Most compliance software was built on a quiet assumption: that you'd come to it. Open the platform, navigate the dashboard, find the right module, work the way the tool wants you to work. That's been the implicit contract with GRC and QMS systems for the better part of two decades.
That contract is breaking. A lot of compliance work now starts somewhere else entirely, in a chat window. Drafting a control narrative, comparing a new BSI C5 criterion against last year's version, summarising a clinical evaluation, mapping ISO 27001 controls to NIS2 obligations. The first draft happens in Claude or ChatGPT or Copilot. The polished, audit-ready version eventually has to land in a regulated system. And in between sits a pile of context-switching that nobody enjoys and nobody bills for.

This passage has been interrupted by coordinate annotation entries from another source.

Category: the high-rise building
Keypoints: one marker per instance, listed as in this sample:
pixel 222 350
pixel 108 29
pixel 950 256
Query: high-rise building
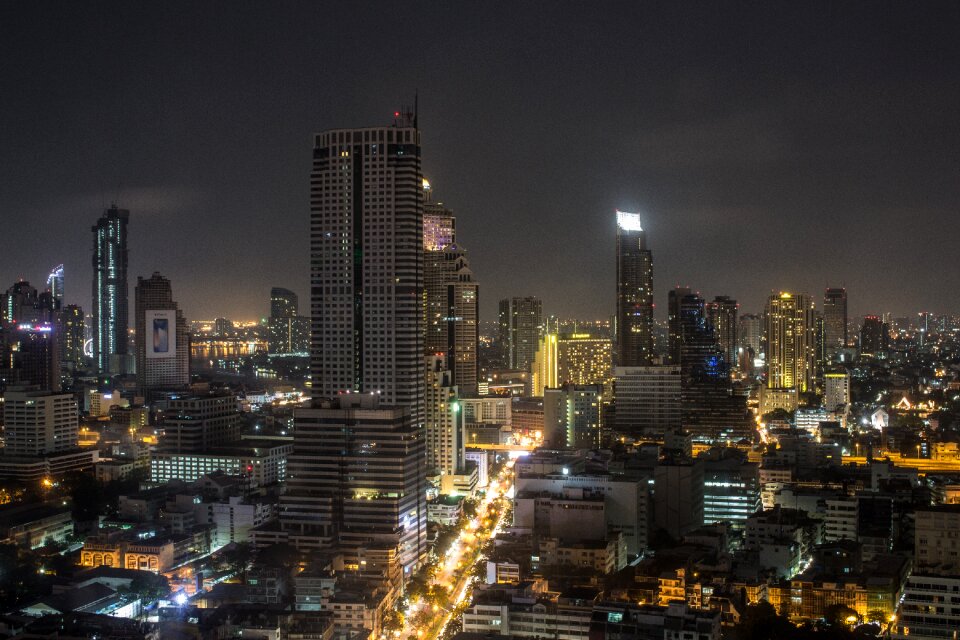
pixel 634 293
pixel 163 350
pixel 722 317
pixel 357 482
pixel 72 337
pixel 288 331
pixel 358 471
pixel 197 424
pixel 583 358
pixel 648 400
pixel 110 306
pixel 573 416
pixel 544 372
pixel 521 325
pixel 30 355
pixel 444 419
pixel 452 307
pixel 789 323
pixel 38 422
pixel 836 390
pixel 55 284
pixel 834 321
pixel 874 336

We think that gap is the most important thing for compliance tooling to solve right now. So today we're announcing two ways to close it, and the choice between them is the most interesting part.

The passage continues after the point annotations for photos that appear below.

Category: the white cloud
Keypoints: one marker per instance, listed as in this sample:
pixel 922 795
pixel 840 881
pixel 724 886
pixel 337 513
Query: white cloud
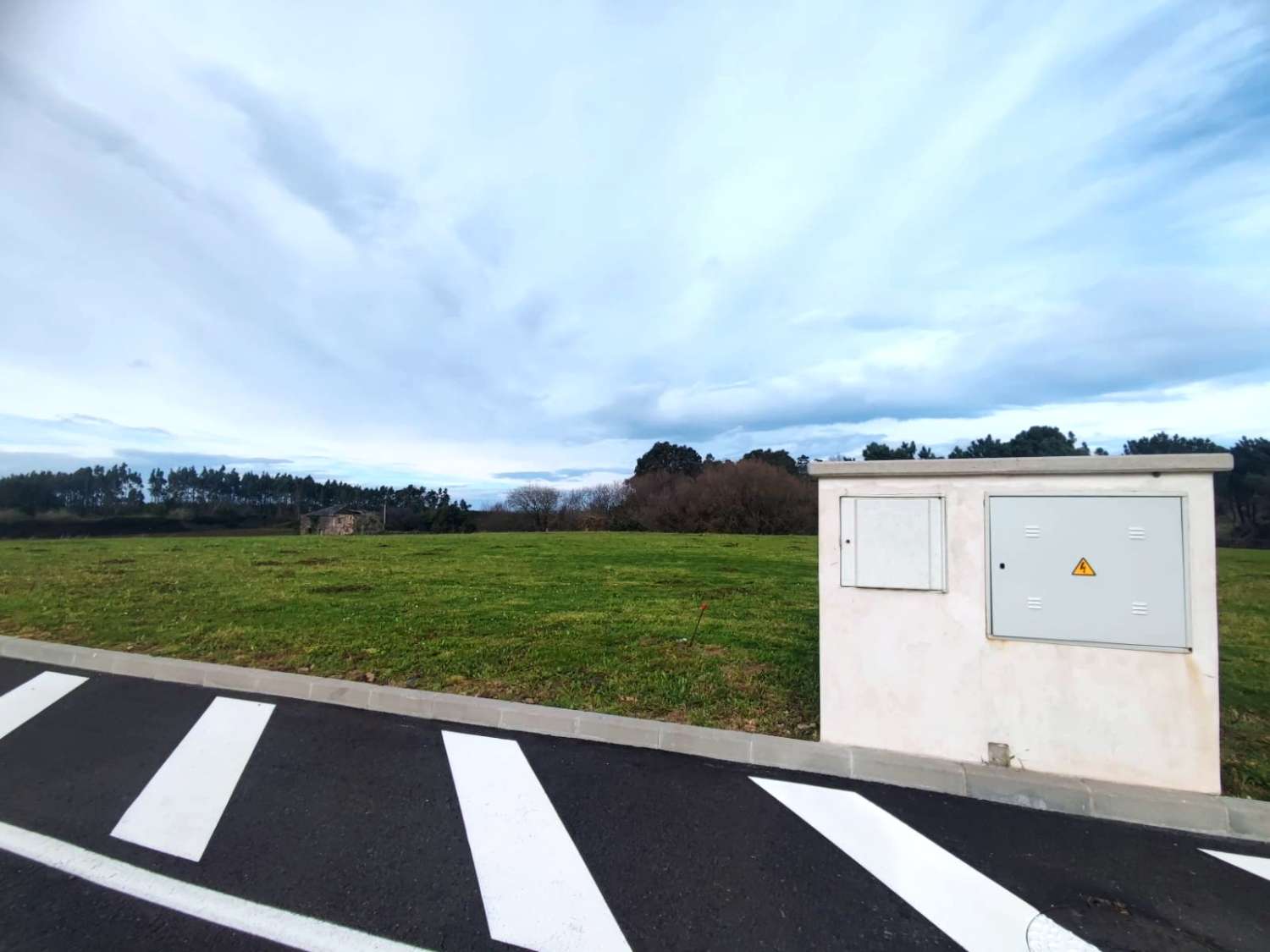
pixel 451 241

Agents need to be where the work and the data already live
This isn't a small shift. Agents in isolation are productivity demos. Agents with access to your real compliance documentation, your control evidence, your risk registers, your supplier records: that's a different category of tool. It's the difference between a model that guesses about your QMS and one that retrieves the exact text that's already there.

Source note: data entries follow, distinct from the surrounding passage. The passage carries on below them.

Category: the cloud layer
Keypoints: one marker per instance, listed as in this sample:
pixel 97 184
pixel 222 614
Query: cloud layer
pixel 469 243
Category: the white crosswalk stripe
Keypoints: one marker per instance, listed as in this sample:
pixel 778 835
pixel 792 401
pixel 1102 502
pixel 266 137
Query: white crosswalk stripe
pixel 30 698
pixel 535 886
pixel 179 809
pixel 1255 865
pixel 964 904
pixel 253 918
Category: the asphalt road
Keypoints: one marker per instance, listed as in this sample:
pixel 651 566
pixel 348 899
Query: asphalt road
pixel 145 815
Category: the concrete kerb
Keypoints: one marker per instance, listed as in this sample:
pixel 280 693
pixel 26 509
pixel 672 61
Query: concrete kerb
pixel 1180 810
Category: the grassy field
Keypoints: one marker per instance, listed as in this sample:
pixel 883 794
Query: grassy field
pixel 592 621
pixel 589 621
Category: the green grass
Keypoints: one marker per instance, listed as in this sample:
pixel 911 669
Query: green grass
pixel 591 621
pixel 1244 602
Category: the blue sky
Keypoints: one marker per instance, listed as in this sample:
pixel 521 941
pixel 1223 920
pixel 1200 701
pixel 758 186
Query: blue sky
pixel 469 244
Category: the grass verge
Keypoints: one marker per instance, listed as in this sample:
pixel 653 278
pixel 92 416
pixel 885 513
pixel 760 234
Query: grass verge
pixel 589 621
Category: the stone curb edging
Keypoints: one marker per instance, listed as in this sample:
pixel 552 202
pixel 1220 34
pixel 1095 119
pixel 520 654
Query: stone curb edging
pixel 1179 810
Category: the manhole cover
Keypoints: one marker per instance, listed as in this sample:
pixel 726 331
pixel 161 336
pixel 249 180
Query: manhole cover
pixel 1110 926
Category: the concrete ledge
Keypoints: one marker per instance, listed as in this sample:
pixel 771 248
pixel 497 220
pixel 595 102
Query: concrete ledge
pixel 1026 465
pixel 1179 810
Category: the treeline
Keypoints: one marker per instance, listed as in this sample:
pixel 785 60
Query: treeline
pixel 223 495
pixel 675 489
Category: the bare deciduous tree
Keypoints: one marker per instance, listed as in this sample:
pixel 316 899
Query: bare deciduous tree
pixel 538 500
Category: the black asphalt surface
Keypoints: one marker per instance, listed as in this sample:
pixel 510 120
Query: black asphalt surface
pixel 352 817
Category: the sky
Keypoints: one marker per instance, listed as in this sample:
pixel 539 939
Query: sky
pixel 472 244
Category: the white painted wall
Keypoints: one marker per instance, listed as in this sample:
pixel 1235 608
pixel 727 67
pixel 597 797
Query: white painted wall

For our customers (cloud providers preparing for BSI C5, MedTech teams under MDR, organisations chasing ISO 27001 or EUCS), that distinction is everything. The right answer to "what's our incident response procedure?" isn't a paraphrase. It's the procedure as currently written, version-controlled, attributable, and audit-defensible.
So we built two ways for agents to reach that data. The interesting part is that they sit on opposite ends of a spectrum, and the right choice depends on something that has nothing to do with capability and everything to do with where you sit on the regulatory map.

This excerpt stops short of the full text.